Il ne s’agit pas de soutenir que tous les immigrants seraient d’excellentes personnes, il y a les mauvais, les passables et les bons comme dans n’importe quel groupe humain (en fin de compte, excepté quelques Africains, nous sommes tous des descendants d’émigrants ou d’immigrants de première génération puisque l’origine de l’Homme se situe en Afrique), mais dans ses études Julian Simon vise les moyennes en ce qui concerne les motivations des immigrants pour abandonner leurs terres et l’observation de leurs comportements dans leurs nouvelles destinations. Dans ce sens, il a présenté plusieurs travaux de fond sur l’immigration, mais se détachent, pour leurs très illustratives séries statistiques et leur solide argumentation, son livre The Economic Consequences of Immigration et son essai « Are there Grounds for Limiting Immigration? » Dans un article de journal, il n’est pas possible de reproduire la documentation substantielle et les tableaux respectifs mais nous pouvons mentionner rapidement ses conclusions, qui balaient la propagande nationaliste et qui sont successivement : a) les immigrants sont plus disposés à réaliser des tâches que les natifs n’acceptent pas ; b) ils sont plus flexibles dans le déplacement vers d’autres lieux ; c) ils ont moins d’enfants à cause de l’insécurité et des situations pressantes qu’ils ont connues dans leur pays d’origine ; d) ils ont une plus grande tendance à épargner ; e) ils fournissent de bonnes performances non seulement dans leur travail, mais aussi dans leurs études : f) dû à leur âge, ils ont un état de santé très satisfaisant ; et g) ils manifestent leurs aptitudes pour affronter de nouvelles entreprises.

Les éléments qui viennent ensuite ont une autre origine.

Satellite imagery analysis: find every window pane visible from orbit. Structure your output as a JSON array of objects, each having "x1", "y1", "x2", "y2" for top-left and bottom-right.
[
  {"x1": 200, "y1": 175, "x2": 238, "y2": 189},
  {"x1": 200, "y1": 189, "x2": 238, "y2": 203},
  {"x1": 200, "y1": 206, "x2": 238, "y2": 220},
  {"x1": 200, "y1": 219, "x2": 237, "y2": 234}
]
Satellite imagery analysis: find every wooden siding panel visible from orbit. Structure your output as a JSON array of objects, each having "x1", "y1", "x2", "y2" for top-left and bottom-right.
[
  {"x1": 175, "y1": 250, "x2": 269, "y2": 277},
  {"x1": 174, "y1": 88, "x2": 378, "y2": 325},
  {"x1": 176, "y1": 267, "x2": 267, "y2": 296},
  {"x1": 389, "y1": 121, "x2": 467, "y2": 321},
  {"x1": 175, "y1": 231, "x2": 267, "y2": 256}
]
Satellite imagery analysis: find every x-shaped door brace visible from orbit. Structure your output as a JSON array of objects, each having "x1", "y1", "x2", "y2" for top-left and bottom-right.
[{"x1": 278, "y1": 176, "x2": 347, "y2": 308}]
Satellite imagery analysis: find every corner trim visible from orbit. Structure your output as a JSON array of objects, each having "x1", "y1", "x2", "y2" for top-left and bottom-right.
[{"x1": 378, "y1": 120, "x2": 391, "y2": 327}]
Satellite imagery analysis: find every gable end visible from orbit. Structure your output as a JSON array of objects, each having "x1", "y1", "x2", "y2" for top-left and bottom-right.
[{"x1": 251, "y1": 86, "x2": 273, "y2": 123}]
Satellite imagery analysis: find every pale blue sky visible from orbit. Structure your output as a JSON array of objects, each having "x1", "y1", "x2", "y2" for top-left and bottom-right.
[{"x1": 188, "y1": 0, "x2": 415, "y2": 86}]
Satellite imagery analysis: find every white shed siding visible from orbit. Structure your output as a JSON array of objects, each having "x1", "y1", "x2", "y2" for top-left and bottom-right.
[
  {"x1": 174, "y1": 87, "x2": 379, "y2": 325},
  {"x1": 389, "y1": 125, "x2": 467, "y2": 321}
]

Évidemment, il faut interdire d’entrer dans le pays d’accueil ceux qui ont des antécédents criminels ou qui représentent un danger pour les droits des tiers, mais cela n’est pas dirigé contre l’immigration mais contre toute personne native ou non qui se comporte d’une manière délictueuse. Par ailleurs, on a prétendu argumenter en disant que la liberté migratoire pouvait changer les idées qui prévalaient dans le pays hôte sans percevoir que, de nouveau, le problème n’est pas les étrangers ou les natifs mais de soutenir les principes de la société ouverte avec la rigueur nécessaire, ce qui, de nombreuses fois, ne s’accorde pas avec les absurdes systèmes socialistes dans des pays qui prétendent faire partie du monde libre, systèmes qui représentent un risque manifeste pour le futur (comme le révèle, par exemple, aux États-Unis, Thomas Sowell dans Inside American Education).
C’est pourquoi c’est un spectacle honteux que ce mur de 1.500 kilomètres à la frontière américaine avec le Mexique (dont, d’un autre côté, les immigrants se déplacent également via la frontière canadienne et les aéroports) et ces restrictions imposées en Europe et sous d’autres latitudes. Si tout relevait de la propriété privée, l’acceptation et l’invitation ou le rejet de personnes ne poseraient aucun problème, mais sur ces questions la situation ne change pas même si l’utilisation de la voie publique ne relève pas du privé. En résumé, le respect de toutes les personnes et le châtiment des délinquants est essentiel, en totale indépendance du lieu de naissance des personnes.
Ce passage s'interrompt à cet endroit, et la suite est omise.